Future studies into the gene regulation and expression associations of concordant CpGs in blood and brain may provide insight into the biological relevance of blood DNAm in brain. While we were unable to directly compare the concordance of our sites in gene expression data we were able to look at the overall expression of our informative genes in brain and blood. Interestingly we found that informative genes are less expressed in blood than expected by chance. It is possible that by our selection criteria we have identified CpGs that can serve as biomarkers for brain specific genes that have little to no function in blood and are therefore not highly expressed.
In addition to the highly tissue specific nature of DNAm, using a surrogate tissue for brain DNAm is further complicated by the existence of higher levels of hydroxymethylation in the brain compared to other tissues56–58. Hydroxymethylation has been seen in the brain at levels as high as 0.65% but only at 0.027% in blood57,59. Here we have characterized the anticipated utility of blood as a surrogate for brain in terms of a composite DNAm signal (mC+hmC). Hydroxymethylation in the human brain has potentially added complexity to our data and to the correlations calculated between blood and brain.
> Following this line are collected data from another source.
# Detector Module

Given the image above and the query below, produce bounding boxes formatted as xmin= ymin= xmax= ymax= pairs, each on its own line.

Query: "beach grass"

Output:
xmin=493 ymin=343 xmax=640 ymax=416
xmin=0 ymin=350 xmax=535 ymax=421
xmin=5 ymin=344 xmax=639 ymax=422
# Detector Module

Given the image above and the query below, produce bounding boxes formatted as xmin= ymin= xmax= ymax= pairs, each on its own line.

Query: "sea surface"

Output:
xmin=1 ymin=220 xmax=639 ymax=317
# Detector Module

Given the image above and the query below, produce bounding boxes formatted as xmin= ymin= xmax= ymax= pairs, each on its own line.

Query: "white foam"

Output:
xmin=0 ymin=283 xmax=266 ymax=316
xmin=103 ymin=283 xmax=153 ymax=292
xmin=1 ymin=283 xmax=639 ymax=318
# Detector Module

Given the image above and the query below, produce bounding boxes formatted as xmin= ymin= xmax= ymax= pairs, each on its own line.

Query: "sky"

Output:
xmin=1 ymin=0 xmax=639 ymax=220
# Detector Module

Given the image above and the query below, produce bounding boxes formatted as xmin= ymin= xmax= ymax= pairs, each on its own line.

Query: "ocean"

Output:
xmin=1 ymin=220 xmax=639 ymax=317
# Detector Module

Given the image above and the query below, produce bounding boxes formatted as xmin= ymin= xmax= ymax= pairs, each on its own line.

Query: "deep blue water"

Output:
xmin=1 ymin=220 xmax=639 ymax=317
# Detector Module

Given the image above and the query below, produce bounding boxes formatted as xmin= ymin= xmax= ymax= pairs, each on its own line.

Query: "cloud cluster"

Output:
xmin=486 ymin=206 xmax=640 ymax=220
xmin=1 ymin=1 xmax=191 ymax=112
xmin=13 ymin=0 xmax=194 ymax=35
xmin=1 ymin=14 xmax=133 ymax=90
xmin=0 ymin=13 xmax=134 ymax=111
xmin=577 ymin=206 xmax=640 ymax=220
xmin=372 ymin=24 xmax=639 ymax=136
Using BECon we were able to identify a CpG showing high concordance between blood and brain that has also been identified as differentially methylated in a study of blood from patients with schizophrenia and controls (cg03909863)29. The CpG is a promising candidate to show DNAm concordance in the brains of the individuals, and could be relevant functionally in the brain as the CpG in located in coding region of dopamine receptor D4 (DRD4). In future studies that use blood as a surrogate for brain, BECon will enable prioritization of CpGs for validation to those CpGs with demonstrated concordance between blood and brain.
Despite the limitations of our analysis, there is a tremendous value and information content in quantifying the genome wide concordance of DNAm in the blood and brain. In anticipation of the communitys interest in examining whether specific CpGs in blood are informative of brain DNAm, we have built BECon to enable examination of concordance between blood and brain. We expect BECon to be most useful to users who need to interpret blood DNAm results from a study of brain function and health. This application may also help guide blood based surrogate studies toward candidate gene approaches or post-hoc selection of CpGs for validation.
Conflict of Interest
The authors declare no conflict of interest.
Acknowledgements
We would like to thank Dr. Magda Price, Sarah Goodman, Sumaiya Islam and Jack Hickmott for comments on the analysis and manuscript. This work was supported by: R. Howard Webster Foundation (F13-00031 to MSK); W. Garfield Weston Foundation/Brain Canada Foundation (F13-02369 to MSK MJM and GT). MSK is a Canada Research Chair in Social Epigenetics and the BC Leadership Chair in Child Development.